Not For All The Tea In China

A blog describing the idiosyncracies of working and teaching in China and life on a day to day basis. With stories of unbelievable stupidity and outright ripping off of foreigners.



Friday, December 29, 2006

'The Law's The Law', or not as the case may be

Being an English teacher of Chinese adults I have had the pleasure to meet various Chinese lawyers. It always fascinates me to be able to find out 'exactly' how the law system works in China. My conclusion, which is based purely on what Chinese lawyers have told me(with no interpretation on my part I might add)is that Chinese law is based on 'money', not justice, not fairness, not having a talented lawyer or any other thing ad-infinitum.

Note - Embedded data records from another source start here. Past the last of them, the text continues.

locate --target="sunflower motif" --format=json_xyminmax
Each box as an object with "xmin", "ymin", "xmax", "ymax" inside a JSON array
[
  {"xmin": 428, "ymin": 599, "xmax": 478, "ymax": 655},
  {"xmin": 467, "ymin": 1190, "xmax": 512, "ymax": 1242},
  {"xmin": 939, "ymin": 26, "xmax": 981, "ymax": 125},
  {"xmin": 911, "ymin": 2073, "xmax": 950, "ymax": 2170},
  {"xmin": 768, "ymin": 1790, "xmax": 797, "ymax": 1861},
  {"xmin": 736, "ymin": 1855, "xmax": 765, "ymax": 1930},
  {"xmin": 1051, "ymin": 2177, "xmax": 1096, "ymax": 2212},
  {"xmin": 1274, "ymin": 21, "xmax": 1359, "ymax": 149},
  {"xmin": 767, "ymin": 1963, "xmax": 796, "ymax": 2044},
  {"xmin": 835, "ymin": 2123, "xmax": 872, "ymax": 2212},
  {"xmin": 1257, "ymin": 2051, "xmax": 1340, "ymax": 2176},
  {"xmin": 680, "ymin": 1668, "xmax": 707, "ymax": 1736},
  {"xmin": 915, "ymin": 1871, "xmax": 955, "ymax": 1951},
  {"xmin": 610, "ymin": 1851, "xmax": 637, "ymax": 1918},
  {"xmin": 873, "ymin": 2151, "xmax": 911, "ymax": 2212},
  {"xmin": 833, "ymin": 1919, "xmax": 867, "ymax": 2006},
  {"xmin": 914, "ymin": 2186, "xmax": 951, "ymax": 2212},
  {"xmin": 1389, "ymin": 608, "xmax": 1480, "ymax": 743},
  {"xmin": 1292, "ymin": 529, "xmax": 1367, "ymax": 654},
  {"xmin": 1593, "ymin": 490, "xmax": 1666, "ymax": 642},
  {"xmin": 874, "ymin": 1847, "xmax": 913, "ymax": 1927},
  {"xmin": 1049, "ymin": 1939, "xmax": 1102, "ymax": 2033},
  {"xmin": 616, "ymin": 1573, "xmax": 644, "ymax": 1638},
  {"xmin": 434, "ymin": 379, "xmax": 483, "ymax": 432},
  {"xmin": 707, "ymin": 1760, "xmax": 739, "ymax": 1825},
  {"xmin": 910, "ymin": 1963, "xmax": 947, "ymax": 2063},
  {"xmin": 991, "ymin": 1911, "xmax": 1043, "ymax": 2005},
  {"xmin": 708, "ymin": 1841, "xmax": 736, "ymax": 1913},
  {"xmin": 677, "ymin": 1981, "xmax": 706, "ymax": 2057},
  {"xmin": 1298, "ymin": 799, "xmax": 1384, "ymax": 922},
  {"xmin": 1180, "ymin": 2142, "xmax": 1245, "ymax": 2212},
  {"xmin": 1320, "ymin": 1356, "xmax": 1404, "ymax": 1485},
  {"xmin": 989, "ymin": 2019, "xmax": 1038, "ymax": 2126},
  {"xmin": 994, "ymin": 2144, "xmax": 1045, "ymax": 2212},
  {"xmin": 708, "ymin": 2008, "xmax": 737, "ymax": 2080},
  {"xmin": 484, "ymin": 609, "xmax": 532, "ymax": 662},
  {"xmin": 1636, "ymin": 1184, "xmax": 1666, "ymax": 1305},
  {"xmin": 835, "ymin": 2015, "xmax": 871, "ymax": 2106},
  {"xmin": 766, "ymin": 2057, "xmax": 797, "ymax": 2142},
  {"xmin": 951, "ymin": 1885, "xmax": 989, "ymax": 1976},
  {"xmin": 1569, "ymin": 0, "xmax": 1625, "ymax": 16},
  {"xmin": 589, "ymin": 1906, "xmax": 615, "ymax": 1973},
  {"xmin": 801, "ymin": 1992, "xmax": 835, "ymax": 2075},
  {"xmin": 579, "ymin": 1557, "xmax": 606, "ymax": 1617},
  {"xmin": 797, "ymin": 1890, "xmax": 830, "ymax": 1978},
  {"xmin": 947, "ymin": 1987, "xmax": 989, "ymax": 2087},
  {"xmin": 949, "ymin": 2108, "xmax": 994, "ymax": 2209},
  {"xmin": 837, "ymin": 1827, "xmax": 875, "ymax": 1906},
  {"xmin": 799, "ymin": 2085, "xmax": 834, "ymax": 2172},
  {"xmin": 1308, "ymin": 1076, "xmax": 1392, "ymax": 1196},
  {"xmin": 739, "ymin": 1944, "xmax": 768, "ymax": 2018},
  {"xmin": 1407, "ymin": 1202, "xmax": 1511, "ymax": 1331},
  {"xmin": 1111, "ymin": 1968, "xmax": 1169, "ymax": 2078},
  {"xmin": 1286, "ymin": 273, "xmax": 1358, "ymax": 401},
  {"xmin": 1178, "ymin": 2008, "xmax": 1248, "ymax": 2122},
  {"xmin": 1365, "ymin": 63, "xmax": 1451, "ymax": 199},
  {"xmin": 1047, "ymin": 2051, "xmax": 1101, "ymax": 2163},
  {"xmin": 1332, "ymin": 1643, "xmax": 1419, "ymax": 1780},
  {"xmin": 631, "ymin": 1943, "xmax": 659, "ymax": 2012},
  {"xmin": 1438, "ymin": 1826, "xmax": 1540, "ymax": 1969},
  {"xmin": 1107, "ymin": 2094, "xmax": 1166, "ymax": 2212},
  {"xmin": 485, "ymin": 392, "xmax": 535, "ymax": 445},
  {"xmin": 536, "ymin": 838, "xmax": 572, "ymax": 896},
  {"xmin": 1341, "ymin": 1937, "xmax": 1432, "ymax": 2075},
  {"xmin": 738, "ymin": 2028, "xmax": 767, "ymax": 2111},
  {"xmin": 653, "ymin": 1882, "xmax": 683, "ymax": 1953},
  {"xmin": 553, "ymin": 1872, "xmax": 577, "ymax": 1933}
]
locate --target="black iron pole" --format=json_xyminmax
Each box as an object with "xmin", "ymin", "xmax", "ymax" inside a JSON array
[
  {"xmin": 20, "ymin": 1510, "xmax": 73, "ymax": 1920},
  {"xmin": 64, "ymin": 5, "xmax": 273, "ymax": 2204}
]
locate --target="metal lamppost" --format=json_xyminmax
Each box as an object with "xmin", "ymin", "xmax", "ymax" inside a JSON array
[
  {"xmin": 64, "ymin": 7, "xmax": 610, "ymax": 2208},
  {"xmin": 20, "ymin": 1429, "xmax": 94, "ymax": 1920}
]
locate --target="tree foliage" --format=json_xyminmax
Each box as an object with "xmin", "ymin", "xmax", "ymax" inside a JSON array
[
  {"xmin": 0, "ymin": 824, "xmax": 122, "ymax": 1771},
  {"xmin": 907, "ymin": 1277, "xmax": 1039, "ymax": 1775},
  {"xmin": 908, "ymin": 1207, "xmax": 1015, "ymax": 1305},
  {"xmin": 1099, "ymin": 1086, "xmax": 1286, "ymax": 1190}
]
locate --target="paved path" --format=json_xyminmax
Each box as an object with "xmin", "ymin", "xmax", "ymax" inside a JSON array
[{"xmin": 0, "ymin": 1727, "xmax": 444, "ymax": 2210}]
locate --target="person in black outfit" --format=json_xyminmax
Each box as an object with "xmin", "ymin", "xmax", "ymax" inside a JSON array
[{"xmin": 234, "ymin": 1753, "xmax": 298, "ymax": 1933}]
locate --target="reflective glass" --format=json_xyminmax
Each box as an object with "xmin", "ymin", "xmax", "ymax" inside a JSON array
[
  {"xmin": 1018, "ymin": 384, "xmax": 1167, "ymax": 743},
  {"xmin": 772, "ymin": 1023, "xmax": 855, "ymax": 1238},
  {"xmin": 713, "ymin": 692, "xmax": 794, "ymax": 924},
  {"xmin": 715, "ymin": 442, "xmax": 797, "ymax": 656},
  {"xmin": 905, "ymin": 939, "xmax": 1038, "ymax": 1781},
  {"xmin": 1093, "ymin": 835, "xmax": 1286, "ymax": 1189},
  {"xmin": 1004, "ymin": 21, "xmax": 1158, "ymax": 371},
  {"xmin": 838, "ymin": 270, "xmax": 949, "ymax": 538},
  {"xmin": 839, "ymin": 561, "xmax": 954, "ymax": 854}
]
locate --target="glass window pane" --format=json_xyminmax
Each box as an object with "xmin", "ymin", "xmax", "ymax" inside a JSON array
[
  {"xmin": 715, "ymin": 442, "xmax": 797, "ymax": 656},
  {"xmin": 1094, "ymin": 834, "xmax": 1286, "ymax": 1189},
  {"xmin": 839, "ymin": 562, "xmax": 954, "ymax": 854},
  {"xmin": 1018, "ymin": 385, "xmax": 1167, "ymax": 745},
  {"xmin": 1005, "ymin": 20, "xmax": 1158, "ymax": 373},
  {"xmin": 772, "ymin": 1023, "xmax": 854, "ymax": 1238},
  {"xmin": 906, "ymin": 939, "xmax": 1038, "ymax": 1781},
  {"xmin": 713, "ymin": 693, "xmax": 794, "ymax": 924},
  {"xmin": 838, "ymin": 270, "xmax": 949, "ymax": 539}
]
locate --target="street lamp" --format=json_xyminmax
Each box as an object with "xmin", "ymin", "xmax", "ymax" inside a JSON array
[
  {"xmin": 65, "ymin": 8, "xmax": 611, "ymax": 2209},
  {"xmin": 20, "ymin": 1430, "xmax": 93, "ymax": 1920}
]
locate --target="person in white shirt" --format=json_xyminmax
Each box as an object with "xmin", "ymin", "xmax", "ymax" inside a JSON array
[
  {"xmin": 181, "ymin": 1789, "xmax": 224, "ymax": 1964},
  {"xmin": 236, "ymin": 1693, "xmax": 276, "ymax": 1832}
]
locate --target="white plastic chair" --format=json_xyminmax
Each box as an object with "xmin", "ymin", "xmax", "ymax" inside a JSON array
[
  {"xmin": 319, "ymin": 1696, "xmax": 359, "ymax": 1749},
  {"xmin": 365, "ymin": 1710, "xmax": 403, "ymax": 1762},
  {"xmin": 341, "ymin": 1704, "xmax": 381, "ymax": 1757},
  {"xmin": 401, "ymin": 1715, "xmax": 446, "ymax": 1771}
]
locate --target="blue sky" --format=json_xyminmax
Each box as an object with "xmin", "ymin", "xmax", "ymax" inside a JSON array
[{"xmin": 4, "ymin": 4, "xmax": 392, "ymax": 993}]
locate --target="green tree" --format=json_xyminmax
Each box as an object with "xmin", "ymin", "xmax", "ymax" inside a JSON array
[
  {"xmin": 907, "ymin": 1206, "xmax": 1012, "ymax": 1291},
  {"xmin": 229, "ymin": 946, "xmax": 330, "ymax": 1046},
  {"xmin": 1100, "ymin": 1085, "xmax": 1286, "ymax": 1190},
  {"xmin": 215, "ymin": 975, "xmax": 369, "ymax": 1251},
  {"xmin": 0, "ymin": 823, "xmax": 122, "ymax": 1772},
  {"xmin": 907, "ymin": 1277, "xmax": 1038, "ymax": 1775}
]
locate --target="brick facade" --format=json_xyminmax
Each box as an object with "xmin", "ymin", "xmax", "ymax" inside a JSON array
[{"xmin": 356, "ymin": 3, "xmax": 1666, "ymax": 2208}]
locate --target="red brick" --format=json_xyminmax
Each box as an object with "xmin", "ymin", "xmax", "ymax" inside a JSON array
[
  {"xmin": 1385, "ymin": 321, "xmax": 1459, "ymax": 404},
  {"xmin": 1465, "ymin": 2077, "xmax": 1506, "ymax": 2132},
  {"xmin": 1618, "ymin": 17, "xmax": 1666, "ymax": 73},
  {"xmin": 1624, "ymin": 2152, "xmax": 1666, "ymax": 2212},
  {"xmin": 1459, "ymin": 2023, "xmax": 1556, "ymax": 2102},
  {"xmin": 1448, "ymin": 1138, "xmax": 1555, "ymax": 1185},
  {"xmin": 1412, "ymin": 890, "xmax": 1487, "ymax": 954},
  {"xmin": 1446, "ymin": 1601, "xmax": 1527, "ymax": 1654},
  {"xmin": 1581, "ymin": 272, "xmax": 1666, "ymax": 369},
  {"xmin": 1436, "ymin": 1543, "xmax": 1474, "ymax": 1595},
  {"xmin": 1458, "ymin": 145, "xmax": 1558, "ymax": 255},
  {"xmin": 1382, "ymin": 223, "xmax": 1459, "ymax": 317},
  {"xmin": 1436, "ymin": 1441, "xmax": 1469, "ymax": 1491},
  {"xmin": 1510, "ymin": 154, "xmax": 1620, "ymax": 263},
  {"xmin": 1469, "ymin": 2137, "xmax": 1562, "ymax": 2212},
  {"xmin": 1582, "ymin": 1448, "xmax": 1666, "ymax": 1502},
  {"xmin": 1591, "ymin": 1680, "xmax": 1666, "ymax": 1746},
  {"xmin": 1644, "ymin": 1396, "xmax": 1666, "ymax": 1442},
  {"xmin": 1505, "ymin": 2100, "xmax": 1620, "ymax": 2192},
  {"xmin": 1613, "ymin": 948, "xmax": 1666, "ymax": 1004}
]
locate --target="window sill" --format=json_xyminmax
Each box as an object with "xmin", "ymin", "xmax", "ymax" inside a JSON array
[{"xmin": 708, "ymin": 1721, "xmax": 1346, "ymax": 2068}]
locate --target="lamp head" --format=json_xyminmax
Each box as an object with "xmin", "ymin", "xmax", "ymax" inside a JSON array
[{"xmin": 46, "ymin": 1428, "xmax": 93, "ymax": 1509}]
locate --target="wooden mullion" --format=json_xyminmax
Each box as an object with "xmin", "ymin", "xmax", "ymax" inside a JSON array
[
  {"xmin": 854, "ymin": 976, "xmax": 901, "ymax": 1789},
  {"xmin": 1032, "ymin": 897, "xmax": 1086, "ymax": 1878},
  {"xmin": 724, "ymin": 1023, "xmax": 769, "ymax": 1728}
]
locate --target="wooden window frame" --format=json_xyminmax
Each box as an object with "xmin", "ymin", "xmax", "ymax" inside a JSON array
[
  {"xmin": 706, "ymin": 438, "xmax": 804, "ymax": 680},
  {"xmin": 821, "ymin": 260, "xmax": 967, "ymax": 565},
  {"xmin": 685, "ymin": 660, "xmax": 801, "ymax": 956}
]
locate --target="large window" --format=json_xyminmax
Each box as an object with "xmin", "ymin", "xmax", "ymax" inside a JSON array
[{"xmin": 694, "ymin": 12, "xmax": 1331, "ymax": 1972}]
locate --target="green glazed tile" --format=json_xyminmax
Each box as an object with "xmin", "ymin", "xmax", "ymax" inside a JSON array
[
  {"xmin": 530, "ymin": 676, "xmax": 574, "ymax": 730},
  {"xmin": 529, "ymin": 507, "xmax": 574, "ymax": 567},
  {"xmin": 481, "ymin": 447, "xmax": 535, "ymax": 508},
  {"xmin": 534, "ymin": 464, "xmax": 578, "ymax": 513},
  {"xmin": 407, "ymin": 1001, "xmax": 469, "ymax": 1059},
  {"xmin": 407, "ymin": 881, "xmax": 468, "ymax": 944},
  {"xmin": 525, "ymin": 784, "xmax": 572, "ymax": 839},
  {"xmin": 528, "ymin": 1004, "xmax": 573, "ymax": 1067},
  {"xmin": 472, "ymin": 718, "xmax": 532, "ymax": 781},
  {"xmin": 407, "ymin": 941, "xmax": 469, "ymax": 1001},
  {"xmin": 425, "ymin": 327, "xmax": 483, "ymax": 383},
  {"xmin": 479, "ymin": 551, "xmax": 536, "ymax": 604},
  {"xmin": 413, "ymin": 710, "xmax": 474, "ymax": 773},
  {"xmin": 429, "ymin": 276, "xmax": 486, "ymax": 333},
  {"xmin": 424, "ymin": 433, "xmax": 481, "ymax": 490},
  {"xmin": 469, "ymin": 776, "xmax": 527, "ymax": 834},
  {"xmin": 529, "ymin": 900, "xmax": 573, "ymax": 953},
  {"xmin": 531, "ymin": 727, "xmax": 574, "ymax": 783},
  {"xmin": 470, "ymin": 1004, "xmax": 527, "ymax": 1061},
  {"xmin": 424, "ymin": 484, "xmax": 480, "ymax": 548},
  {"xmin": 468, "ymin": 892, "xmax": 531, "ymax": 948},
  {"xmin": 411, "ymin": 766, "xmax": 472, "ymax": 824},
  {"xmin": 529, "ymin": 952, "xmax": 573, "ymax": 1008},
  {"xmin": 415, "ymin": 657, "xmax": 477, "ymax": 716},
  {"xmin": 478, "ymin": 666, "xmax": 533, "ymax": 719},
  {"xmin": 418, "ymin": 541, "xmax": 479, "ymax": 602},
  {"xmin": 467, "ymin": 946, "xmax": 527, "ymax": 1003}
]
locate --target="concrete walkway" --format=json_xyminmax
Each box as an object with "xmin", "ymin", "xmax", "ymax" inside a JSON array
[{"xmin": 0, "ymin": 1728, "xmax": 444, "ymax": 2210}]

Let me start off with one story a student told me about her friend whos father was a judge, this family had a nice new car, a big house and anything their children wanted they got, but this girls friend wondered how it was possible that her family should have so many luxuries when her father didn't earn more than about $300 per month; her friend matter of factly replied "oh, because he receives bribes".

I should first point out that in China the judge makes the final decision as to the guilt or innocence of a defendant; in recent years they have established a kind of jury, but in fact that jury can only advise a judge on what, in their opinion, should be the verdict; the judge can completely disregard this as he chooses.

One former student of mine who owned a law firm told me that a lawyers job in China only in fact comes down to two things: 1. developing a good relationship with judges and 2. Giving the money to a judge that has been given to him by the defendant(presumably a guilty defendant). In his own words the actual lawyers skill has no true bearing on the case, in truth the whole court trial is therefore a charade.

Other lawyer students of mine have told me the exact same thing, and have expressed sadness because of this situation in China. If the crime isn't so serious you can actually just pay off the police before it even gets to court. This is another reason why Chinese people revere rich people, because they are, in effect, above the law.